Dans son intervention, le ministre a notamment insisté sur la volonté des autorités de renforcer la transparence dans la gestion des ressources publiques. Il a rappelé que cette orientation s’inscrit dans la politique de moralisation de la gestion publique portée par le président de la République.
« Vous savez que l’une des ambitions nobles et légitimes qui anime le président de la République, surtout à l’entame de son septennat, c’est la moralisation de la gestion de la chose publique », a déclaré Mamadou Cellou Baldé, avant d’assurer que son département avait lui-même engagé des vérifications dès sa prise de fonction.
« Dès notre arrivée, nous nous sommes interrogés. Nous avons posé les bonnes questions, nous avons recueilli les bonnes informations », a-t-il ajouté.
Abordant la question des coûts liés aux travaux, le ministre des Sports a appelé à ne pas analyser les montants annoncés uniquement à travers leur conversion en francs guinéens. Selon lui, les infrastructures sportives de dimension internationale sont réalisées sur la base de standards et de références financières internationales.

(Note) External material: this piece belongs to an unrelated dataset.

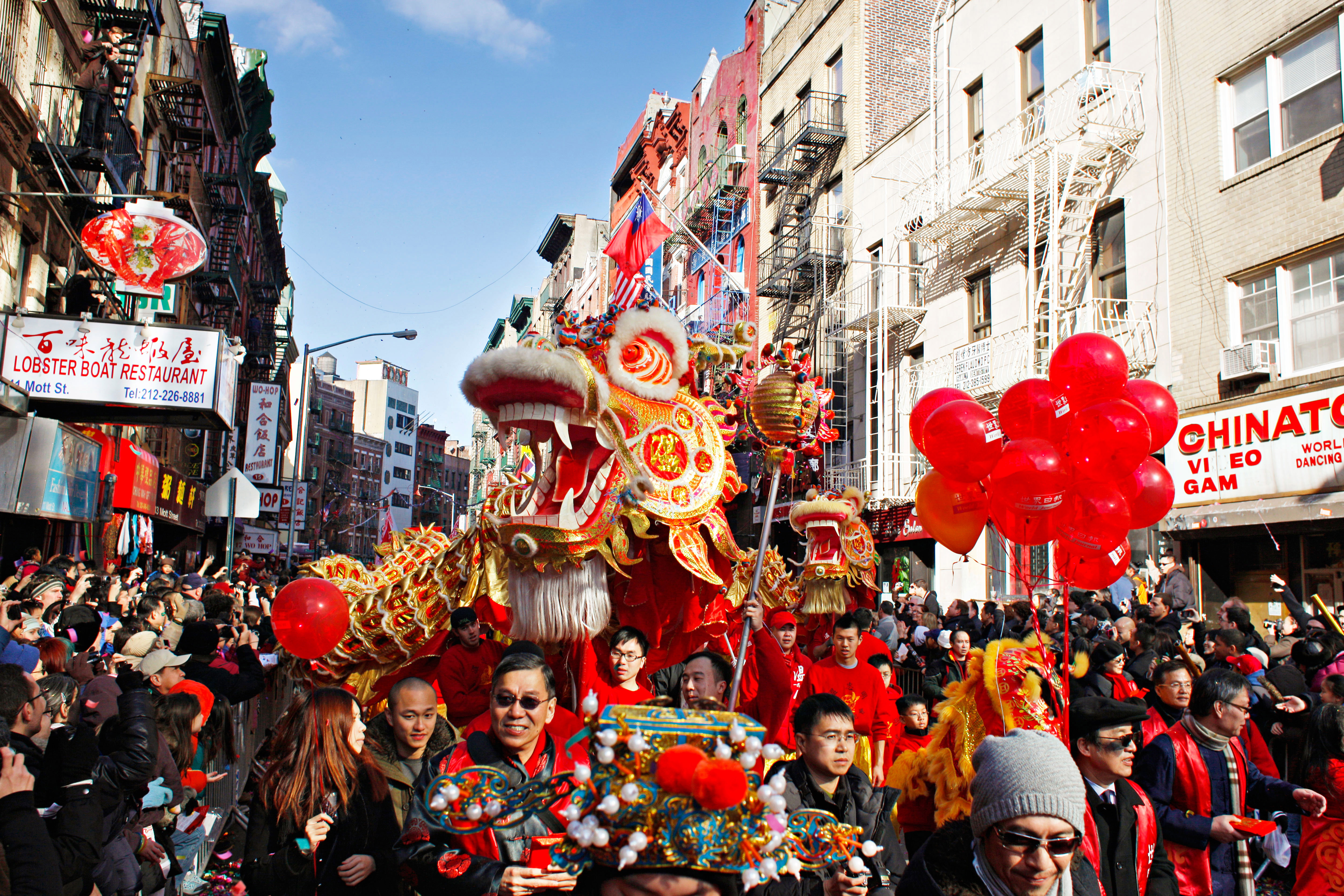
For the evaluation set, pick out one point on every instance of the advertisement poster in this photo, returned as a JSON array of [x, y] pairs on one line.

« Une infrastructure internationale n’est pas indexée au franc. Elle est indexée sur la devise internationale », a-t-il expliqué.

Mamadou Cellou Baldé a également détaillé les entreprises intervenant sur les deux chantiers. Au Stade du 28 Septembre, les travaux sont confiés à Guicopress, une entreprise guinéenne. À Nongo, le chantier est réalisé par Tacon, une entreprise éthiopienne présentée par le ministre comme étant certifiée par la Confédération africaine de football (CAF) et la Fédération internationale de football association (FIFA).

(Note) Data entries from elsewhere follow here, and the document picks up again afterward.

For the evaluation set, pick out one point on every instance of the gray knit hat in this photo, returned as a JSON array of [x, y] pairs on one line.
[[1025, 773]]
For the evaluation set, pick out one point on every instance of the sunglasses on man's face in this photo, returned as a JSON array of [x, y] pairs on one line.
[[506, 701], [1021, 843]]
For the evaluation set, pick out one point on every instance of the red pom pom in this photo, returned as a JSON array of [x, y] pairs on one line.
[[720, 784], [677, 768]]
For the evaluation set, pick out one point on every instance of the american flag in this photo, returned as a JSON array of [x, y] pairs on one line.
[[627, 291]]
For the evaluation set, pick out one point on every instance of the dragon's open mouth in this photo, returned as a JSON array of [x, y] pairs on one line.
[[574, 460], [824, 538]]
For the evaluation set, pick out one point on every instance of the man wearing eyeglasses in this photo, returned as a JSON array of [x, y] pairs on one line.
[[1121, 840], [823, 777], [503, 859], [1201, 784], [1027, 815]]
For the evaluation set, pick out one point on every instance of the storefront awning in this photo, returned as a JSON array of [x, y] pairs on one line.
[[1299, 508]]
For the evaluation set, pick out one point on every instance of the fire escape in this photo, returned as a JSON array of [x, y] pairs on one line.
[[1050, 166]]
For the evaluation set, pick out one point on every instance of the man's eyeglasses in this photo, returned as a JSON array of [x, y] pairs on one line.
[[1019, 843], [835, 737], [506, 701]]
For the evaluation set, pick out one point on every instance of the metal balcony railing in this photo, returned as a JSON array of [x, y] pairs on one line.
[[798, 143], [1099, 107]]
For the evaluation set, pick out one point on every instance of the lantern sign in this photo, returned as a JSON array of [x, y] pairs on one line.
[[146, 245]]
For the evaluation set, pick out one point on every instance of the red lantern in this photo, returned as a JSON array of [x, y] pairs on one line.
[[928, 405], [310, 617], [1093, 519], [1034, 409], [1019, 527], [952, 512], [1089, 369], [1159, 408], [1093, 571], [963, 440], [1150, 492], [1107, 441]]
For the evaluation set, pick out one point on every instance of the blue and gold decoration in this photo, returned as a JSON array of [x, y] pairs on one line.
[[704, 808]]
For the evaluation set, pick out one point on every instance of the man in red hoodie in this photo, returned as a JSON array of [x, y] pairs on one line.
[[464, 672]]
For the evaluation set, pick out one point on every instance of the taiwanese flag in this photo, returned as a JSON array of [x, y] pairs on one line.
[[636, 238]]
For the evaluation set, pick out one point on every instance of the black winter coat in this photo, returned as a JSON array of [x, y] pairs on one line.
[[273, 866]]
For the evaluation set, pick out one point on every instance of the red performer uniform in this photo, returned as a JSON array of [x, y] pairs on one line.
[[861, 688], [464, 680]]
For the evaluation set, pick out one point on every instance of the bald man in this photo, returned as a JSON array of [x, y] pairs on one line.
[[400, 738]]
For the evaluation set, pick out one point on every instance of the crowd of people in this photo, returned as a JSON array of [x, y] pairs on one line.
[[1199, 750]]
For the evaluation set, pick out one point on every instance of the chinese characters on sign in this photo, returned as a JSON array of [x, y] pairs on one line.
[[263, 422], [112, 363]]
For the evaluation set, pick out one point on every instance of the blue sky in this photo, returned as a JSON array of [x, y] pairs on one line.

La pose du gazon, a-t-il précisé, est assurée par une entreprise italienne également certifiée par les instances internationales du football.

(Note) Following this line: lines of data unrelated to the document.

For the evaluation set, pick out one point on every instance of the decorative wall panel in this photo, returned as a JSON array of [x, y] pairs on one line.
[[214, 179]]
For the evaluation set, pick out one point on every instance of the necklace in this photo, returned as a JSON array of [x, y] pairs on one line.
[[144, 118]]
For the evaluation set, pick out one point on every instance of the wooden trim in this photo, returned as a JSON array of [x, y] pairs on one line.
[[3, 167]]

« Je ne présume de rien, mais j’ai juste envie parfois qu’on évite le son des chiffres », a lancé le ministre, estimant que la seule conversion des montants en monnaie nationale pouvait donner une perception erronée du coût réel des travaux.
« Parce que quand on entend 1 million de dollars, on le convertit en francs guinéens, on estime que c’est toute la mer. Alors que quand vous prenez le cours du marché international par rapport à des infrastructures, nous sommes dans la fourchette », a-t-il soutenu.
Au-delà de ces explications, le ministre a assuré que les mécanismes de contrôle administratif sont également à l’œuvre pour examiner la gestion des fonds et les différents contrats liés aux infrastructures.
Selon Mamadou Cellou Baldé, l’Inspection générale des finances a récemment effectué une mission au sein du ministère des Sports et transmis un rapport qui fait actuellement l’objet d’une analyse.
« L’Inspection générale des finances vient de quitter nos locaux. Ils ont soumis un rapport qui est en train d’être analysé et les réponses vont être apportées par le ministère », a-t-il indiqué.
Le ministre a enfin assuré que son département n’entendait écarter aucun dossier susceptible de soulever des interrogations. Il a promis que les contrats et opérations nécessitant des éclaircissements feront l’objet d’un examen.
« Tout dossier suspect, tout contrat qui interroge, vous pouvez compter sur le ministère, mais vous pouvez aussi compter sur le général Mamadi Doumbouya. Il ne dormira pas tant que toute la clarté ne sera pas mise dessus », a conclu Mamadou Cellou Baldé.